Review: WITHIN TEMPTATION – “Bleed Out”

Sie haben es wieder getan. Die Symphonic Metal-Institution aus den Niederlanden präsentiert morgen ihr neues Album “Bleed Out” der Welt. Und die kann gespannt sein, was die Hitschmiede von WITHIN TEMPTATION nun wieder ausgebrütet hat. Die Band hat eine beeindruckende Entwicklung in den letzten Jahren hingelegt, beschleunigt noch einmal seit der Veröffentlichung von “Resist” 2019. Der Schreibprozess des Albums fiel zwar in die Zeit von Corona, aber die Band betont, dass “Bleed Out” kein Pandemie-Album ist. WITHIN TEMPTATION haben stattdessen längst das große Ganze im Blick, also die Richtung, in die sich unsere Welt entwickelt. Dabei wird kein Blatt vor den Mund genommen, eine gewisse Angriffslustigkeit in Bezug auf das Aussprechen von Problemen ist der Band durchaus zu eigen. WITHIN TEMPTATION haben sich bewusst von der in der Musikszene häufig beteuerten “Unpolitischkeit” verabschiedet. Sie veröffentlichen ihre Musik mittlerweile selbst, ohne ein Plattenlabel und machen nur das, wohinter sie zu 100% stehen. Dass man längst souverän seine eigenen Wege geht, bewies die Band auch dadurch, dass sie während der Pandemie immer wieder einzelne Singles veröffentlichte. “Es bedeutete, dass wir einen Song in dem Moment schreiben konnten, wenn ein Ereignis eintrat und wir konnten dann in einem relativ kurzen Zeitraum veröffentlichen, anstatt in zwei Jahre später”, sagt Sharon dazu. “Das ist eine wirklich schöne Möglichkeit und ich bin wirklich begeistert davon.” “Wenn wir in der Lage sind, schnell zu veröffentlichen, bedeutet das, dass wir nicht 18 Monate hinterherhinken, wenn wir über unsere Songs sprechen”, fügt Robert Westerholt hinzu.

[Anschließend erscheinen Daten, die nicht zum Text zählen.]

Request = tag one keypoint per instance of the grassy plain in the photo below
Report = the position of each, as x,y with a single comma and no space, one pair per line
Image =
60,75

Diesem Umstand ist es auch zu verdanken, dass wir die Hälfte der Tracks von “Bleed Out” bereits kennen.

Das Album beginnt bereits stark mit dem Opener “We Go To War”. Wer die letzte Tour oder die Festivalshows besucht hat, weiß, dass Sharon stets eine große Ukraine-Flagge auf der Bühne geschwenkt hat und den Song “Raise Your Banner” immer mit einem deutlichen Statement gegen den russischen Angriffskrieg eingeleitet hat. Sie fragte regelmäßig, was wir tun würden, wenn unser Land angegriffen wird und ob wir bereit wären, unsere Liebsten zu verteidigen.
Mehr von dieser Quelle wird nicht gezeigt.